10. The pesticidal formulation of claim 9, further comprising:

d) optionally, 0.06 to 0.4 weight percent xanthan gum viscosity modifier/stabilizer;

e) optionally, 0.7 to 6.7 weight percent of one or more surfactants; and

g) optionally, 1.2 to 5.8 weight percent propylene glycol or urea.

11. A pesticidal particulate formulation of cadusafos comprising carrier particles coated with microcapsules according to claim 9.

12. The granular formulation according to claim 11, wherein the formulation comprises 5 to 30 weight percent microcapsules, 60 to 95 weight percent carrier, and 0.05 to 5.0 weight percent of a binder.

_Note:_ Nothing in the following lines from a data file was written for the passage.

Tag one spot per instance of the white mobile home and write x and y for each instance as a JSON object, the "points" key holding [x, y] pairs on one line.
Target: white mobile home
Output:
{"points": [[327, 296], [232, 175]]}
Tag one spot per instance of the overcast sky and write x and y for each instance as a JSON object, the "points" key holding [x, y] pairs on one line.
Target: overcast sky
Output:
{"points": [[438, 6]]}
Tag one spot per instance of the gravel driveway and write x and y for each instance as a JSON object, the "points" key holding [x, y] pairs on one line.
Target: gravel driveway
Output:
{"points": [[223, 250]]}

13. A pesticidal formulation characterized in that it is 150 to 360 grams of cadusafos per liter, 0.7 to 2.5 weight percent polyvinyl alcohol and 0.3 to 0.9 weight percent of an anti-foaming agent, the formulation comprising a suspension of microcapsules, said microcapsules comprising a polyurea layer surrounding a core of cadusafos, said polyurea layer being formed by interfacial polymerization of polymethylene polyphenylisocyanate and one or more polyfunctional amines, wherein the weight percent of cadusafos is 53 to 92% of an interfacially polymerized water-immiscible phase, the weight percent of polymethylene polyphenylisocyanate is 4 to 25% of a water-immiscible phase, and the polyfunctional amine is selected from the group consisting of TETA, DETA, HDA, and a combination of one or more of TETA, DETA and HDA.

14. A pesticidal particulate formulation of cadusafos comprising carrier particles coated with microcapsules according to claim 13.